The route begins at the Water Museum located by the Lanjarón River. The village’s Arab etymology explains the importance of water: Al-lancharon means ‘a place of natural springs’. As the trail ascends, it offers lovely views of the town and passes alongside the Mezquerina irrigation canal, which is of Al-Andalus origin. The hermitage ‘Tajo de la Cruz’ (The Cliff of the Cross) is nearby and features a fantastic lookout point. From the hilltop, and before commencing the winding descent, it is worth taking a moment to breathe the fresh air and gaze at the horizon sprinkled with a few Alpujarra towns and the Mediterranean Sea.
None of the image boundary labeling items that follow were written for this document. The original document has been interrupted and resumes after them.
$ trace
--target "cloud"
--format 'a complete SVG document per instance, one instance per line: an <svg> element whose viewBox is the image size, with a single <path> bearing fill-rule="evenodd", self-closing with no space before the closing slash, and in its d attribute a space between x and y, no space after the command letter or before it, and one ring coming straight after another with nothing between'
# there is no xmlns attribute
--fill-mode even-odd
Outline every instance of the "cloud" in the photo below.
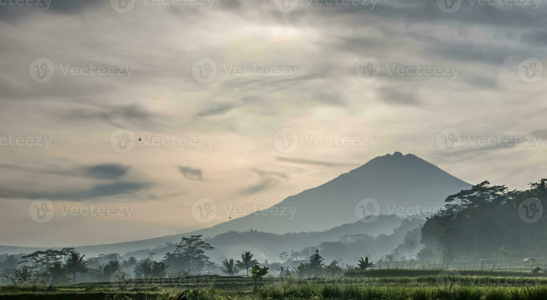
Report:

The last stretch before reaching Órgiva goes along the edge of the Sucio River, a tributary of the Guadalfeo River, which are much lovelier than what their names suggest (‘sucio’ means dirty and ‘feo’ means ugly in Spanish).
Our route ends in Órgiva’s historic quarter, the same spot that Aben Farax and his Morisco rebels reached on 26 December 1568. The Church of Our Lady of Expectation is located here, where the fierce mobs, ‘upon finding it defenceless, entered and destroyed the altarpieces, altar and baptismal font; poured out the holy oils and the chrism; pillaged the tabernacle and more’. The Castle of the Counts of Sástago is also nearby, and its tower was the only stronghold in all of Alpujarra that did not fall into rebel hands. Approximately 160 ‘Old Christians’ (i.e., not the Muslims who had been supposedly converted to Christianity), five local priests and several Morisco women and children taken as hostages were holed up at this spot where they withstood numerous attacks over the course of 17 days until the Marquis of Mondéjar’s troops arrived to free them on 12 January 1569. The town square is Plaza de la Alpujarra, which is particularly charming on market day and a place where we can take a break with some local sweets as we view the lovely tiles decorated with images of every town in the region.
Information of interest
- How to get to the Alpujarra region: From Granada, take the A-44 motorway approximately 45 km and get off at exit 164. The first Alpujarra town will be Lanjarón.